Si algún reloj nos indicase la posición de las estrellas...
- ¡Pero las
ruinas lo demuestran! Demuestran que yo soy el futuro, que yo estoy vivo, que
tú estás muerto.
- Todo en mí lo
desmiente. Me late el corazón, mi estómago siente hambre, mi garganta sed. No,
no. Ni muertos, ni vivos, más vivos que nadie, quizá. Mejor, entre la vida y la
muerte. Dos extraños cruzan en la noche. Nada más. Dos extraños que pasan.
¿Ruinas dijiste?
- Sí. ¿Tienes
miedo?
- ¿Quién desea
ver el futuro? ¿Quién ha podido desearlo alguna vez? Un hombre puede
enfrentarse con el pasado, pero pensar... ¿Has dicho que las columnas se han
desmoronado? ¿Y que el mar está vacío y los canales, secos y las doncellas
muertas y las flores marchitas? - El marciano calló y miró hacia la ciudad
lejana. - Pero están ahí. Las veo. ¿No me basta? Me aguardan ahora, y no
importa lo que digas.
Y a Tomás
también lo esperaban los cohetes, allá a lo lejos, y la ciudad, y las mujeres
de la Tierra.
- Jamás nos
pondremos de acuerdo - dijo.
- Admitamos
nuestro desacuerdo - dijo el marciano -. ¿Qué importa quién es el pasado o el
futuro, si ambos estamos vivos? Lo que ha de suceder sucederá, mañana o dentro
de diez mil años. ¿Cómo sabes que esos templos no son los de tu propia
civilización, dentro de cien siglos, desplomados y en ruinas? ¿No lo sabes? No
preguntes entonces. La noche es muy breve. Allá van por el cielo los fuegos de
la fiesta, y los pájaros.
Tomás tendió la
mano. El marciano lo imitó.
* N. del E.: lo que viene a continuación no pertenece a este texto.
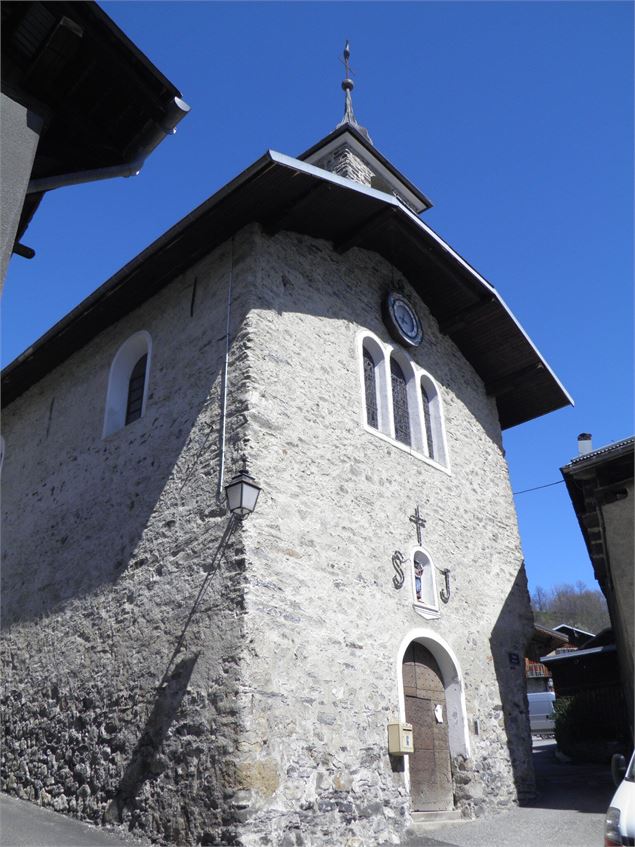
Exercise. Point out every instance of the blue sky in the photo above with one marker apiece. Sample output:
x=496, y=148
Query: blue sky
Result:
x=514, y=118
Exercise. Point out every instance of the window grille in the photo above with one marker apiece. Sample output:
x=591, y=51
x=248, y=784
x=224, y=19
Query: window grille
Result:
x=427, y=420
x=135, y=390
x=370, y=387
x=400, y=403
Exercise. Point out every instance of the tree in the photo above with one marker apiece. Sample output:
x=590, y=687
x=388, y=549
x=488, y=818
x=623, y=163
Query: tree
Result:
x=575, y=605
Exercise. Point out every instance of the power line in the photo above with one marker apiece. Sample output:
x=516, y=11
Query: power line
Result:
x=538, y=487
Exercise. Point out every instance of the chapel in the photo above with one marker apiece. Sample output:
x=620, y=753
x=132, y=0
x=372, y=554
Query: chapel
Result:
x=346, y=660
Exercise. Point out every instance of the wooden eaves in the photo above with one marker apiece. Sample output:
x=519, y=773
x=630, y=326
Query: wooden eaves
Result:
x=281, y=192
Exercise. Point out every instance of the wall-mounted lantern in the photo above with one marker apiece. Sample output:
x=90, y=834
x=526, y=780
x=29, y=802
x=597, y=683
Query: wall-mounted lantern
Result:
x=242, y=492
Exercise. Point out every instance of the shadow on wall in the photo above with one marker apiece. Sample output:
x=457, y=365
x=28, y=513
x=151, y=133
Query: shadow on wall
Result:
x=146, y=761
x=510, y=636
x=89, y=517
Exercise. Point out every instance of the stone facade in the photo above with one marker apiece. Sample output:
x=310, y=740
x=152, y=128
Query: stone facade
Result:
x=269, y=724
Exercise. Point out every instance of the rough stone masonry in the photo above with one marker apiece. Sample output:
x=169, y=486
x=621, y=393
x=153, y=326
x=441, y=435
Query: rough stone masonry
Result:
x=269, y=725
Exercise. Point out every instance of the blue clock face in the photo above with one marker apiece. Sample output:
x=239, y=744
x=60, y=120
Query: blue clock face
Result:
x=402, y=320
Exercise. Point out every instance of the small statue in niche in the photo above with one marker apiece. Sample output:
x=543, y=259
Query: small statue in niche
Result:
x=418, y=574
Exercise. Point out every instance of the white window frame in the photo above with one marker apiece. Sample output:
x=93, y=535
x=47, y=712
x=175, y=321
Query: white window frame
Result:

Sus manos no se tocaron, se fundieron
atravesándose.
- ¿Volveremos a
encontrarnos?
- ¡Quién sabe!
Tal vez otra noche.
- Me gustaría
ir contigo a la fiesta.
- Y a mí me
gustaría ir a tu ciudad y ver esa nave de que me hablas y esos hombres, y oír
todo lo que sucedió.
- Adiós - dijo
Tomás.
- Buenas
noches.
El marciano
voló serenamente hacia las colinas en su vehículo de metal verde. El terrestre
se metió en su camioneta y partió en silencio en dirección contraria.
- ¡Dios mío!
¡Qué pesadillas! - suspiró Tomás, con las manos en el volante, pensando en los
cohetes, en las mujeres, en el whisky, en las noticias de Virginia, en la
fiesta.
- ¡Qué extraña
visión! - se dijo el marciano, y se alejó rápidamente, pensando en el festival,
en los canales, en las barcas, en las mujeres de ojos dorados, y en las
canciones.
La noche era
oscura. Las lunas se habían puesto. La luz de las estrellas parpadeaba sobre la
carretera ahora desierta y silenciosa. Y así siguió, sin un ruido, sin un
automóvil, sin nadie, sin nada, durante toda la noche oscura y fresca.